I am trying to use matchLOGOS from opencv 4.7.0 and Python 3. But it’s not going well. The documentation says it can be called like this in Python:
cv.xfeatures2d.matchLOGOS( keypoints1, keypoints2, nn1, nn2, matches1to2 ) -> None
where
keypoints1 Input keypoints of image1.
keypoints2 Input keypoints of image2.
nn1 Index to the closest BoW centroid for each descriptors of image1.
nn2 Index to the closest BoW centroid for each descriptors of image2.
matches1to2 Matches returned by the LOGOS matching strategy.
So unlike most functions, the output, matches1to2, is modified in-place and the function returns None. But I’m not getting any results, even with my 2 images are exactly the same. Here is some sample code:
import cv2
from sklearn.cluster import KMeans
from cv2.xfeatures2d import matchLOGOS
from skimage import data
im1 = (getattr(data,'cat')())[:,:,0].astype(np.uint8) # cat image
im2 = im1.copy() # same exact image
sift = cv2.SIFT_create()
kp1, des1 = sift.detectAndCompute(im1, None)

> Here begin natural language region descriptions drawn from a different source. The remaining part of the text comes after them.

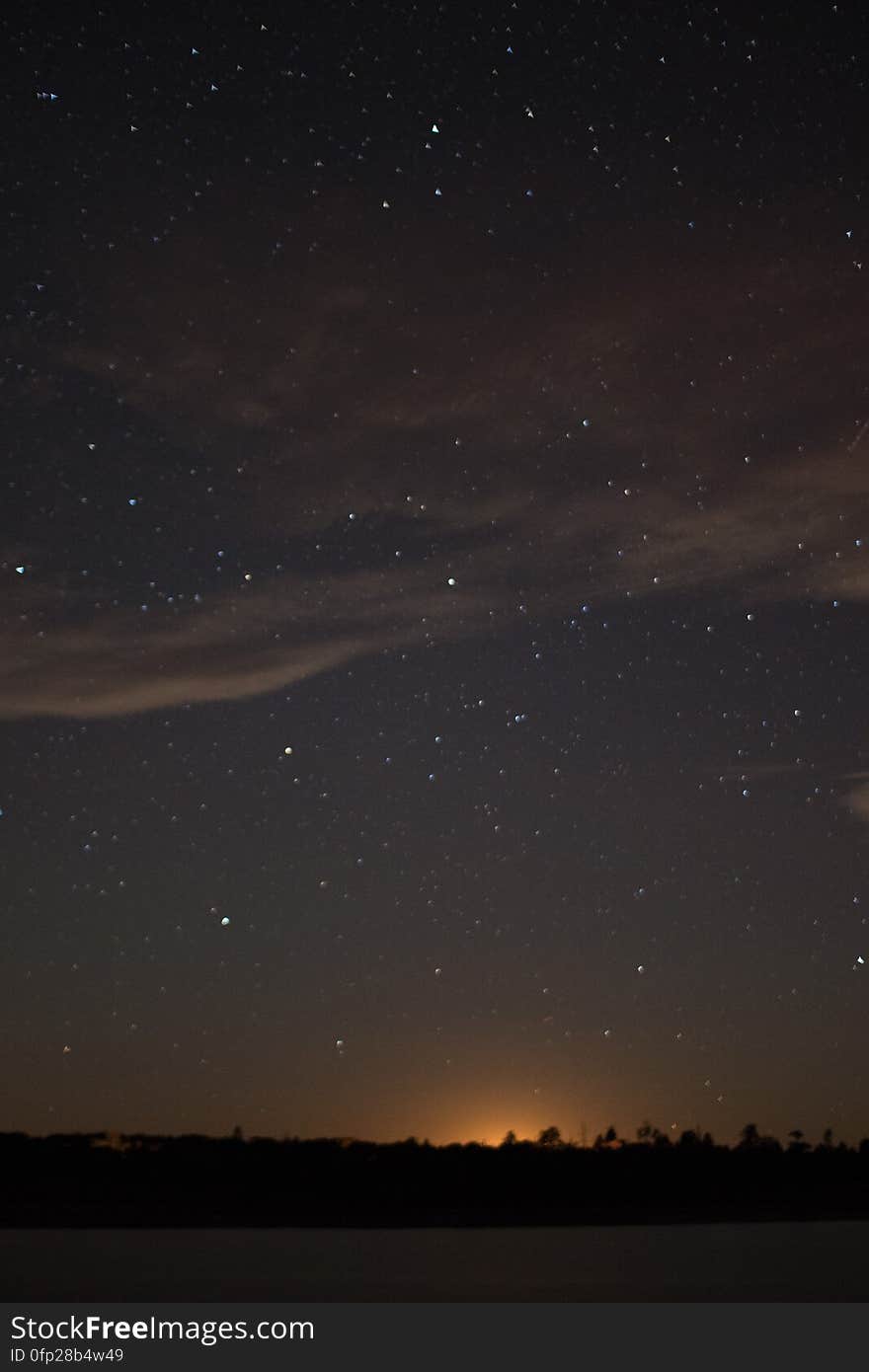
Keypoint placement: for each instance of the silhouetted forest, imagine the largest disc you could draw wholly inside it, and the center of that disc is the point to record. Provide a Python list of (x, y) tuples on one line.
[(197, 1181)]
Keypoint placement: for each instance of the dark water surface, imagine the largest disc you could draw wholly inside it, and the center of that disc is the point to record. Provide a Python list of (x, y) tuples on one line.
[(812, 1261)]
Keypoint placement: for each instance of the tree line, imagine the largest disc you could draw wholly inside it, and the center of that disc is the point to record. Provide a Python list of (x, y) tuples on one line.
[(132, 1181)]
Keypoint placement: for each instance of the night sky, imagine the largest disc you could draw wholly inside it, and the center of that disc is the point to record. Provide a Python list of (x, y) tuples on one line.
[(434, 569)]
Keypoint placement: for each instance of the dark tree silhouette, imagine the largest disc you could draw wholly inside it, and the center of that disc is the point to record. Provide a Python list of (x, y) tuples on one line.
[(549, 1138)]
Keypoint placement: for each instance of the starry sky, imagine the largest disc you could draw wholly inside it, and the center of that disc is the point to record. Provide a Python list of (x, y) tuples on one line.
[(434, 570)]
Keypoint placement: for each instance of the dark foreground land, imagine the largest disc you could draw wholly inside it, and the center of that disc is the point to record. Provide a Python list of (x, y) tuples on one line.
[(127, 1181), (795, 1262)]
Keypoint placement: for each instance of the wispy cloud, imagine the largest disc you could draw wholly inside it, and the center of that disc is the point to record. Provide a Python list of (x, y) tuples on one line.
[(625, 431)]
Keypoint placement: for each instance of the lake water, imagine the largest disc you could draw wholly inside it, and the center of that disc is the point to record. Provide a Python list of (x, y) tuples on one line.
[(819, 1261)]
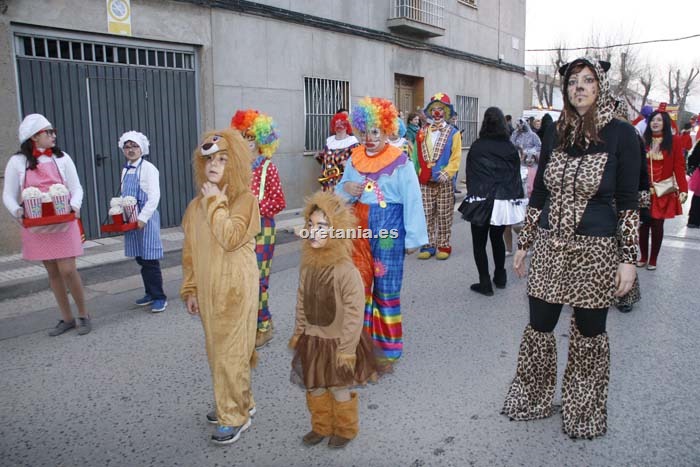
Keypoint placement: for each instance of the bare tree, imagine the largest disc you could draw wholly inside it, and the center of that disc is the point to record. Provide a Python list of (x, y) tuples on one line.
[(646, 80), (680, 85), (546, 79)]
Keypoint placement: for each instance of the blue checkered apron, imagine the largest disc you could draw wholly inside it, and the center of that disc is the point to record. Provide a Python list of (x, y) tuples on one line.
[(145, 242)]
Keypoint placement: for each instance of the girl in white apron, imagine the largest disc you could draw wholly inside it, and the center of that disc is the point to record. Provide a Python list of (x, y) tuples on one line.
[(140, 179), (41, 164)]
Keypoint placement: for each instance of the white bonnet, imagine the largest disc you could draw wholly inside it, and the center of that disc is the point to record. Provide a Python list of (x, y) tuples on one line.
[(136, 137), (31, 125)]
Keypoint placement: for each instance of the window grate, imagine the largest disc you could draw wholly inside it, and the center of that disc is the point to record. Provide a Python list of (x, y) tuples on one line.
[(431, 12), (322, 98), (96, 52), (471, 3), (468, 119)]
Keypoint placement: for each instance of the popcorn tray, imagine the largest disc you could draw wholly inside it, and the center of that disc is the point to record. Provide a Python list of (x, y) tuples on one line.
[(48, 220)]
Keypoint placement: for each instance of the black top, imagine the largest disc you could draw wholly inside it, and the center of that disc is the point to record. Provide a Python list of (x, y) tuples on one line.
[(694, 158), (615, 186), (493, 170)]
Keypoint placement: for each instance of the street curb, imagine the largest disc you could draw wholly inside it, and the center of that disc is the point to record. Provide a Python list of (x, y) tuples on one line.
[(94, 274), (25, 287)]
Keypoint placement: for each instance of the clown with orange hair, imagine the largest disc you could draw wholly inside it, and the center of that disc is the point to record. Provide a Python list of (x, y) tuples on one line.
[(380, 180), (336, 152), (439, 153), (262, 136)]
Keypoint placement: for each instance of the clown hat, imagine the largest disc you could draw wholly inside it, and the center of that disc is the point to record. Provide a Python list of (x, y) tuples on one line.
[(441, 99)]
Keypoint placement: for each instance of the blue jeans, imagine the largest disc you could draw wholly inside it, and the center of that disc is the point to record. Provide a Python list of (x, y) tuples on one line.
[(152, 278)]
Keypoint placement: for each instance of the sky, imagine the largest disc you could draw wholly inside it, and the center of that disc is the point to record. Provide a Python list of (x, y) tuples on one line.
[(550, 22)]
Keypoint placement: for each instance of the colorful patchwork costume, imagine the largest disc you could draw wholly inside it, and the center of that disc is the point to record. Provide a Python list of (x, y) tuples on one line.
[(263, 138), (390, 200), (439, 154)]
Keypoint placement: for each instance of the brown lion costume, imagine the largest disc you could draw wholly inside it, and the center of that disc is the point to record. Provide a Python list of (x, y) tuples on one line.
[(332, 352), (220, 269)]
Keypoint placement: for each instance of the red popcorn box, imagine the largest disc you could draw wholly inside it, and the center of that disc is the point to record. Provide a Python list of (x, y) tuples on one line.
[(32, 208), (47, 209), (130, 213), (61, 204)]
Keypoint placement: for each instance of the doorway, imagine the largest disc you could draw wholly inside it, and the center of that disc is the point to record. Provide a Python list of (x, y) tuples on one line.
[(408, 93)]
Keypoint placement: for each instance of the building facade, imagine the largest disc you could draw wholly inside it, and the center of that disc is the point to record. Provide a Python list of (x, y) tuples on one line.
[(188, 65)]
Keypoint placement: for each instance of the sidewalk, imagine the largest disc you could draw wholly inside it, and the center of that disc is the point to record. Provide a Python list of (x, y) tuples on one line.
[(19, 277)]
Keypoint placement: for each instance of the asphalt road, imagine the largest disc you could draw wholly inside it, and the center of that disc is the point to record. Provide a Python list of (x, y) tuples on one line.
[(135, 390)]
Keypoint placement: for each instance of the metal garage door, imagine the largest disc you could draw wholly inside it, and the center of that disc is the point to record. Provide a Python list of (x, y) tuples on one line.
[(93, 92)]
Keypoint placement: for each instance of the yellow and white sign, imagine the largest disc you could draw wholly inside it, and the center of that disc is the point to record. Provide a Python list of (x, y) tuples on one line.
[(119, 17)]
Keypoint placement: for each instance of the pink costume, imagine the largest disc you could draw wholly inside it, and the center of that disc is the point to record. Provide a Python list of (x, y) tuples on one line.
[(54, 245)]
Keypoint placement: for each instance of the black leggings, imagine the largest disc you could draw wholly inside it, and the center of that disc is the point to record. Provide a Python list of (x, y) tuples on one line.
[(544, 316), (694, 214), (480, 234)]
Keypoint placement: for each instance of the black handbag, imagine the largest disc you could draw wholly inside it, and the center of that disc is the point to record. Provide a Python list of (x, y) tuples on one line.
[(478, 212)]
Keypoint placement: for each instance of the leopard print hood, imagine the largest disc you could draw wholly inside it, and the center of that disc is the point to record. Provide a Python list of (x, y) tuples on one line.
[(570, 122)]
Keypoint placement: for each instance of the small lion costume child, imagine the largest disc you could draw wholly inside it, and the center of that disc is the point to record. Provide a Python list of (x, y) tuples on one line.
[(332, 351), (219, 268)]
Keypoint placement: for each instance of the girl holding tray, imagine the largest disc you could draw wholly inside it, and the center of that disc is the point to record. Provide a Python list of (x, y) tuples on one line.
[(40, 164)]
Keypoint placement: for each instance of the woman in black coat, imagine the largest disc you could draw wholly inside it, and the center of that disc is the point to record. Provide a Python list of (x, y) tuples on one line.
[(495, 196)]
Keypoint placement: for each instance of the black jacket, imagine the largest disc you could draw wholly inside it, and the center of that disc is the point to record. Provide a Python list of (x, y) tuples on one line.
[(493, 170)]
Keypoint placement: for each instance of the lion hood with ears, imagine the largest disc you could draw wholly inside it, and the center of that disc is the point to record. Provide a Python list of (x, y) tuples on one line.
[(237, 172)]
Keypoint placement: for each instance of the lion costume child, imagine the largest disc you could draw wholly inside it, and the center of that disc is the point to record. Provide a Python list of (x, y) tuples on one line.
[(220, 277), (332, 352)]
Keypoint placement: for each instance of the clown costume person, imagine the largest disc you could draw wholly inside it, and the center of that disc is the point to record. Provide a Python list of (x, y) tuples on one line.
[(336, 152), (220, 275), (140, 179), (381, 182), (439, 153), (262, 136), (399, 140)]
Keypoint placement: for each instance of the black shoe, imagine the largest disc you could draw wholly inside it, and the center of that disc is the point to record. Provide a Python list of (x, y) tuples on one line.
[(228, 434), (500, 278), (482, 289)]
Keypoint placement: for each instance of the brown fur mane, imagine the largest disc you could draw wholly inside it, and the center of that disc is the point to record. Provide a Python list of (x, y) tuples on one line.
[(237, 172), (340, 217)]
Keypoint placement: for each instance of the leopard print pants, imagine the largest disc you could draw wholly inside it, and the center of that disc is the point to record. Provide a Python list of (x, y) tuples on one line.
[(532, 390), (585, 386)]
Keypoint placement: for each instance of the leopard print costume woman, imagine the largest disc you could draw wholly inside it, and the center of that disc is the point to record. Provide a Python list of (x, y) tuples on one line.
[(582, 223)]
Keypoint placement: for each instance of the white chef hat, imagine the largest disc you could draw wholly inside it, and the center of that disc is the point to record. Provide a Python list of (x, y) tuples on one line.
[(136, 137), (31, 125)]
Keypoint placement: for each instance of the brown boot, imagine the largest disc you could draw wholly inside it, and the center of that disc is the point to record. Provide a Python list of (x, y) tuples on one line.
[(346, 422), (321, 409), (262, 338), (531, 393), (584, 391)]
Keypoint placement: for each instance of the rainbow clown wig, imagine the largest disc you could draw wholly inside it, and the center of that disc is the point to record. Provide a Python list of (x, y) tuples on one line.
[(342, 118), (375, 112), (261, 127)]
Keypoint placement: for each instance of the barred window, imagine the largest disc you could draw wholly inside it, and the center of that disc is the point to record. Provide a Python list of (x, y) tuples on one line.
[(471, 3), (86, 51), (322, 98), (468, 118)]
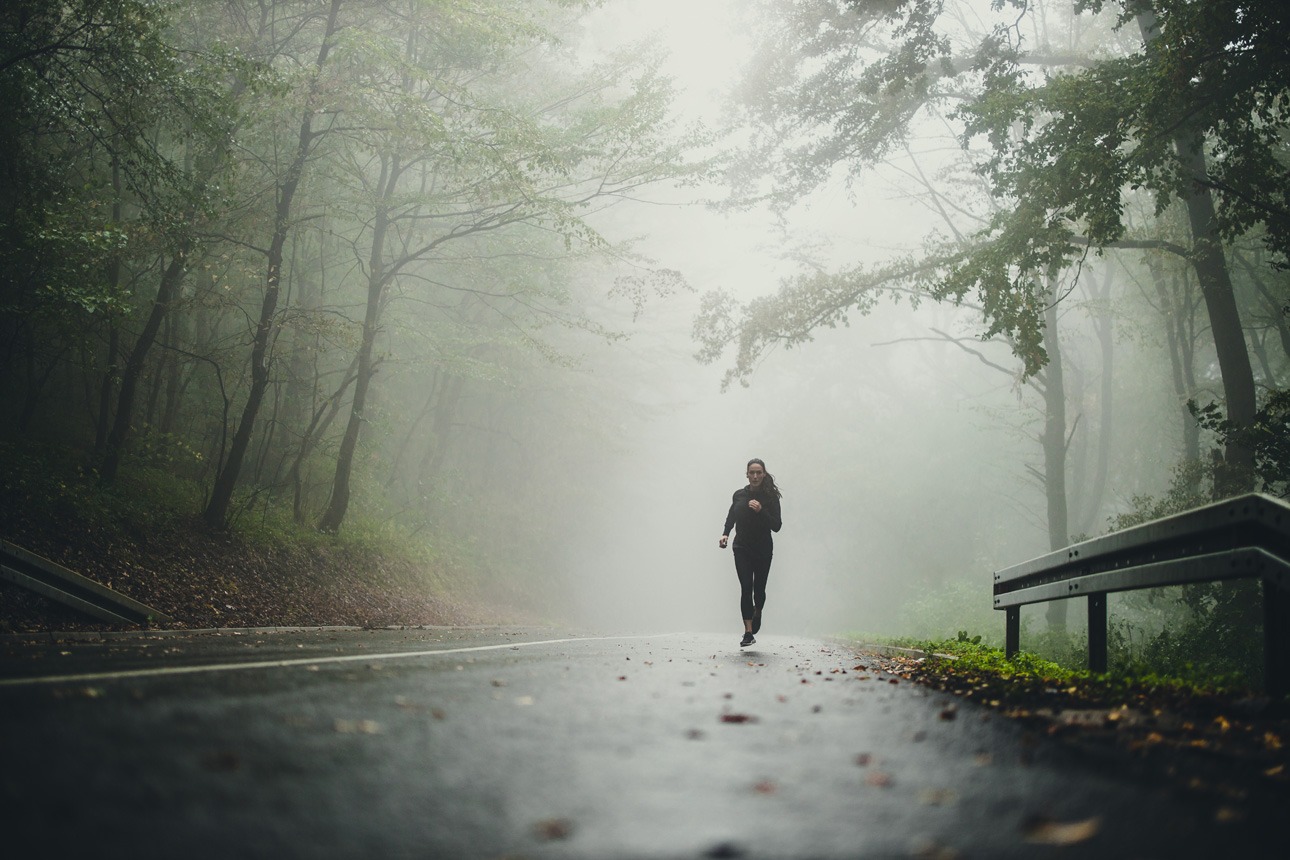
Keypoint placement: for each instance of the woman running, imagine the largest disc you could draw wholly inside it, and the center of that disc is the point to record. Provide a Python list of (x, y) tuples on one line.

kp2, des2 = sift.detectAndCompute(im2, None)
# create visual_dict from des1
visualDict = KMeans(n_clusters=256, init='k-means++', tol=0.0001, n_init=10, verbose=0).fit(des1)
des1_closest = visualDict.predict(des1) # des1_closest[j] = cluster center label closest to des1[j]
des2_closest = visualDict.predict(des2) # same
matches_LOGOS = []
matchLOGOS(kp1, kp2, des1_closest, des2_closest, matches_LOGOS )
print(matches_LOGOS)
The result is just matches_LOGOS = []
. Or if I initialize matches_LOGOS = None
I get back matches_LOGOS = None
. If I don’t initialize matches_LOGOS at all, an error says matches_LOGOS is not declared. I’m thinking the problem is related to the in-place nature of the function, and Python’s api to cv2 isn’t handling it right. Can someone please help? I can’t find any examples of matchLOGOS online.